Перейдём, однако, в следующий зал, посвящённый татаро-монгольскому нашествию. Здесь и берестяные грамоты с первыми нецензурными выражениями, принесёнными нам завоевателями, и диорама героической обороны города, похожая как две капли медовухи на оборону Козельска или Твери. В углу диорамы мизансцена — двое наших скребут вражеского лазутчика, переодетого русским, до тех пор, пока не обнаружится татарин. Как же так, воскликнете вы, — да в эти дремучие архангельские или вятские леса не токмо татары с монголами, но даже и евреи со скрипками никогда не забредали! Что ж из того? Наша история не есть камень, лежащий дураком у дороги, но полноводная река, которую мы то перегородим плотиной, отчего она затопит все дома в округе, то построим над ней мост и станем с него плевать на воду, то станем поворачивать её вспять, то решим переплыть, как три мудреца в одном тазу, и заплывём… к примеру, в архангельские леса. Да и вообще — вы бы ещё спросили, что делать и кто виноват. Не в нашей привычке — задавать вопросы, на которые, как всякому у нас известно, нет и не может быть ответов, а те, у кого они есть, пусть бы и предлагали нам свои ответы, но мы у них не возьмём, даже и даром. В нашей привычке — почесать в затылке, вздохнуть

послать всех на
и побрести дальше.

А дальше — нотариально заверенная копия указа Ивана Грозного о взимании с города налога на мобильную ямщицкую связь, батоги, которые государь и великий князь изволил обломать о спину местного воеводы, написанная на полях приказной книги окаянная дума думного дьяка, сосланного в эти края за мздоимство не по чину, кошель с серебром одного из сподвижников Стеньки Разина, подобранный им на большой дороге у проезжающего, и неподъёмные амбарные замки от неподъёмных купеческих дочерей.
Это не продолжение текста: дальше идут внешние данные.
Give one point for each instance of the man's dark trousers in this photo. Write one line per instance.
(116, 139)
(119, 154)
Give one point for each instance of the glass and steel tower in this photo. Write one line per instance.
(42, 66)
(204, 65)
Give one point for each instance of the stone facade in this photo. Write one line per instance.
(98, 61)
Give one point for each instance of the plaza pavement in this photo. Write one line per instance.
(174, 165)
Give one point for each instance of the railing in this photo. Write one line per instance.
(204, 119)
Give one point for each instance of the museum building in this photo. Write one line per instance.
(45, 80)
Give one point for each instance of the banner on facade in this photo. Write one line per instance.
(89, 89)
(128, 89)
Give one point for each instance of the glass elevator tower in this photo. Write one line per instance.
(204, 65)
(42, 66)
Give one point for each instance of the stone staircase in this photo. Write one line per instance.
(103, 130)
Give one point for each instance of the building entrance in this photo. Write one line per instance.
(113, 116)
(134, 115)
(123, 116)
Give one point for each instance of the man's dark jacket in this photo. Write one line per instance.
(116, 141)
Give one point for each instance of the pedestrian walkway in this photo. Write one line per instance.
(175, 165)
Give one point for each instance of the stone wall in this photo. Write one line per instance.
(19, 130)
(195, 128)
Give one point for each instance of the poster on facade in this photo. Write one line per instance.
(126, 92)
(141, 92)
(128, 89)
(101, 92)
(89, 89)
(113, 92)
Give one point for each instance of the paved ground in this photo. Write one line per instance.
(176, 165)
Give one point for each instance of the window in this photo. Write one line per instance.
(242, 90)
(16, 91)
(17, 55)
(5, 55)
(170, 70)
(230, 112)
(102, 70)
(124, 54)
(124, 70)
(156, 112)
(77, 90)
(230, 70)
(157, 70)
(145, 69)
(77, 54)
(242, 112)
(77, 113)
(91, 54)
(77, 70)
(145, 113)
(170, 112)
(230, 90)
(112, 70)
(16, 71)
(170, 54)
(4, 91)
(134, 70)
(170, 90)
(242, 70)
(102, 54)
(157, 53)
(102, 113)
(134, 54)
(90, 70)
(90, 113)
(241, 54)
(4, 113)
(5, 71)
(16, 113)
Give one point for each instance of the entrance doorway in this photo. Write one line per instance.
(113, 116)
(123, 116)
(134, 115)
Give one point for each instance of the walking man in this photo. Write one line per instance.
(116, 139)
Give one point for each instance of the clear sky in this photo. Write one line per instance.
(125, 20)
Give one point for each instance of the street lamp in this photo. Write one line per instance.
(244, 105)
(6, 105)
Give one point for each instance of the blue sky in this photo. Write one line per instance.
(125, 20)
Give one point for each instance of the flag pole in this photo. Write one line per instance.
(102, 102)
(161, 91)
От петровских времён остались нам пушки, отлитые в первый, но не в последний раз из церковных колоколов, кучки ядер, портреты генерал-фельдмаршалов с красными лицами, заржавевшие шпаги, похожие на муравейные кучи макеты железоделательных заводов и адмиралтейские якоря, которые можно найти даже в самой что ни на есть сухопутной российской глухомани. Петр Алексеевич, как известно, куда ни заезжал — так сразу, ещё и не обрив бород заспанным боярам, приказывал строить флот. И строили. Где фрегат, где галеру, а где обстоятельства не позволяли — там ботик. Хоть щепку под бумажным парусом, но по ручью пускали, а уж потом, потной от страха рукой, писали царю отчёт о лесах, порубленных на этот ботик, о сотканных вёрстах холста на паруса и просили, просили денег на новое кораблестроение. И вот ещё что — от того времени остались в наших музеях такие огромные кубки и даже рюмки для вина, в которых и большому кораблю было большое плаванье.